Environment Minister Phil Hogan. Photo: Tony Gavin

Environment Minister Phil Hogan. Photo: Tony Gavin

Environment Minister Phil Hogan. Photo: Tony Gavin

EIGHTY per cent of the property tax collected in a local authority area should be ring-fenced to maintain and improve local services.

That's the purpose of the Finance Local Property Tax (Amendment) Bill 2014, which I'm seeking to introduce in the Dail today.

This Bill would give effect to a government commitment on the 80pc use that was made a year ago by Minister for the Environment Phil Hogan.

This commitment has not been included in the local property tax legislation, leaving it open to be reneged upon.

Unfortunately, this happened already this year, with a substantial amount of the property tax being used to fund the establishment of Irish Water instead of local services as promised.

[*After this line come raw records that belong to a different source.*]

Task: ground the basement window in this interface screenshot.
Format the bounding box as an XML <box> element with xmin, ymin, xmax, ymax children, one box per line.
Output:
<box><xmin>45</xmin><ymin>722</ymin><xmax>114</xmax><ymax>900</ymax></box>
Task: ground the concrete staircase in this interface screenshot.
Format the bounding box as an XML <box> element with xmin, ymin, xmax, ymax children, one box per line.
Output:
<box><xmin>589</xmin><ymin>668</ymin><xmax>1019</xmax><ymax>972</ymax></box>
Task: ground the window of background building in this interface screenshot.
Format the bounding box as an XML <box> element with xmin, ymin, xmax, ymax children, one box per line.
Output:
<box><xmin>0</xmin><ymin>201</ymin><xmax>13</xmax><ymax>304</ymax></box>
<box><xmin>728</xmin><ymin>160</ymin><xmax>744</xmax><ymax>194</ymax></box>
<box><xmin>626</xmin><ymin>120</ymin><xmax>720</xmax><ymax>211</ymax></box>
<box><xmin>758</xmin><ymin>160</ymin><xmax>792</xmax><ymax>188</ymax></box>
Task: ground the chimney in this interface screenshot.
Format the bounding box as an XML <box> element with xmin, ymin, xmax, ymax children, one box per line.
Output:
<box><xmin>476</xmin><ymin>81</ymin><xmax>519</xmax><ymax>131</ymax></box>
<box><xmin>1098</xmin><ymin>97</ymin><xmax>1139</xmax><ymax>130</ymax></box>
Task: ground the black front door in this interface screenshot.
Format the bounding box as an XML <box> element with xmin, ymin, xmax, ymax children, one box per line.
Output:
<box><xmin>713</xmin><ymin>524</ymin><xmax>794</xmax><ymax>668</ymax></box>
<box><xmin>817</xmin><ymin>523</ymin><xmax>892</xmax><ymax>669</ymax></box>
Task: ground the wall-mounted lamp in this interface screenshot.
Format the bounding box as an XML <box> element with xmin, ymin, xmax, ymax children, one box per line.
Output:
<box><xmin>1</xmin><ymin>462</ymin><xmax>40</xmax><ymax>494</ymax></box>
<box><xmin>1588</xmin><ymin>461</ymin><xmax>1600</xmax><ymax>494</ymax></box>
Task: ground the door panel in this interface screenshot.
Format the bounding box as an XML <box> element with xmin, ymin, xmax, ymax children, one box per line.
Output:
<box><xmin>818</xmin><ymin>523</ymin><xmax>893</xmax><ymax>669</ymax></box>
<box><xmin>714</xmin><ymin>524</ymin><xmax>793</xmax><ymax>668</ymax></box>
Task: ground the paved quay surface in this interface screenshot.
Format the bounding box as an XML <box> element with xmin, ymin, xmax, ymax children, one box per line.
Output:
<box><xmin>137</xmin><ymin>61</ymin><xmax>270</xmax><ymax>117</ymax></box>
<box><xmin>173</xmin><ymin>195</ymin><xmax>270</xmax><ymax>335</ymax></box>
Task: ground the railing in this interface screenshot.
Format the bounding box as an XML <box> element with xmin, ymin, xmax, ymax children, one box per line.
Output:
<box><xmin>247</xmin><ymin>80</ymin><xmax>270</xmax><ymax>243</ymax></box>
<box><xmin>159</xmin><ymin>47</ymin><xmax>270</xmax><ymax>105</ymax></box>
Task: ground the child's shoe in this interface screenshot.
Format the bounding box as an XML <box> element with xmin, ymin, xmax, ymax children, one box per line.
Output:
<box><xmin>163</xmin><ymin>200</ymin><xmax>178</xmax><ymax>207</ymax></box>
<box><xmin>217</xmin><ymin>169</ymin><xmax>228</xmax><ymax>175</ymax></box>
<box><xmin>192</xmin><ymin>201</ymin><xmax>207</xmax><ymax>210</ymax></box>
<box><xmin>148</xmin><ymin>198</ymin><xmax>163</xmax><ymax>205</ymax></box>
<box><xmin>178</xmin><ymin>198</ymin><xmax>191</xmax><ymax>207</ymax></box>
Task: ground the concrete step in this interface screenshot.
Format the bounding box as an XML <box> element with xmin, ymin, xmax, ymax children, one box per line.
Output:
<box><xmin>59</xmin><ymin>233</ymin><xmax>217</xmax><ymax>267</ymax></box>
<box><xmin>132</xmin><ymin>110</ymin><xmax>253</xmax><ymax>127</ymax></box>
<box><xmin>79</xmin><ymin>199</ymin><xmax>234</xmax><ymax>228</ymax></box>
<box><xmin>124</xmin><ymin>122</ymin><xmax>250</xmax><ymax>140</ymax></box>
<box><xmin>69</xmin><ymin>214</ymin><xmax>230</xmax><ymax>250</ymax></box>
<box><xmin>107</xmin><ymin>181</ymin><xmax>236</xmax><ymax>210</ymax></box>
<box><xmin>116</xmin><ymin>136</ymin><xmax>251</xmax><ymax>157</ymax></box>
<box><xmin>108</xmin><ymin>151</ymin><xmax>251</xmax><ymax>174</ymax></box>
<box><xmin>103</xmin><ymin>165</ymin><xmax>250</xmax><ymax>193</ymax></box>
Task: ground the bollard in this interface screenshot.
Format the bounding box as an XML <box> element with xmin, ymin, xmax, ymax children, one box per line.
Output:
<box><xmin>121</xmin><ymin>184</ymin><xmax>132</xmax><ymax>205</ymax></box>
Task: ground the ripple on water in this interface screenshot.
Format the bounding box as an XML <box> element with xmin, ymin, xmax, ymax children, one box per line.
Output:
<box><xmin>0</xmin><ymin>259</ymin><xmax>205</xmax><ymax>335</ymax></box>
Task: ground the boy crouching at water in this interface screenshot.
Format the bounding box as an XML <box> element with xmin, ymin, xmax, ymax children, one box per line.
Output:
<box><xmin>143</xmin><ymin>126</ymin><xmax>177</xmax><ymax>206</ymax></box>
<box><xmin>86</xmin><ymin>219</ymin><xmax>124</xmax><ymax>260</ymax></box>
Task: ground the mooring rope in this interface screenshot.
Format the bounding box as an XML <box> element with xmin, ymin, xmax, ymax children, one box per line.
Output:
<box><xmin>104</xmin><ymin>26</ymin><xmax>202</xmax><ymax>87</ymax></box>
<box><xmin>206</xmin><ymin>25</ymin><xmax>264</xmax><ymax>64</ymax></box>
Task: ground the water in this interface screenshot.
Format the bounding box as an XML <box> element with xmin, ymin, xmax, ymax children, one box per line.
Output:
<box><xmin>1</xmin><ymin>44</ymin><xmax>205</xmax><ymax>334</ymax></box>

Mr Hogan has now said that the measure will be implemented from 2015 onwards, but I have concerns that in future years the tax could be used to fund similar projects or to pay off debt – unless it is written into legislation.

Many people have concerns about the property tax. There are some who do not think it is a fair tax and do not want to pay it.

However, many people have informed me that they do not have a problem paying a property tax if it will benefit services in their local area – services such as libraries, open spaces, public parks, leisure amenities, fire and emergency services, street maintenance and street lighting. Taxpayers need assurance that their hard-earned money will be used in these areas.

It is also a concern that if legislation is not introduced to ensure 80pc of the tax is allocated to the local authority, and the authority has the power to set property tax rates in the future, councils may seek increases in the rate.


My constituents have experienced substantial delays in getting roads and ramps repaired and trees pruned in their area. In future, people may be charged even more tax when some are already not satisfied with the service they are receiving.

The vast majority of householders are under enormous financial pressure. A further hike in property tax would be the final straw for many struggling families.

Property prices in Dublin are increasing rapidly once again. According to the CSO, Dublin house prices increased 15.7pc in 2013. As a result, residents here are paying the highest level of property tax in the country.

It is therefore only right that taxes paid on Dublin properties should remain in Dublin to improve the communities that pay them.

In other countries, local services are administered by local authorities and financed by local service charges that are similar to the property tax.

This Bill seeks to bring Ireland in line with other countries. It ultimately sets in stone that the majority of a person's property tax will be put to good use in their own area.

I hope that the Government will support my proposed Bill. After all, it merely seeks to honour a commitment made a year ago by the minister, Phil Hogan.

It would simply ensure that the Government keeps its own promise.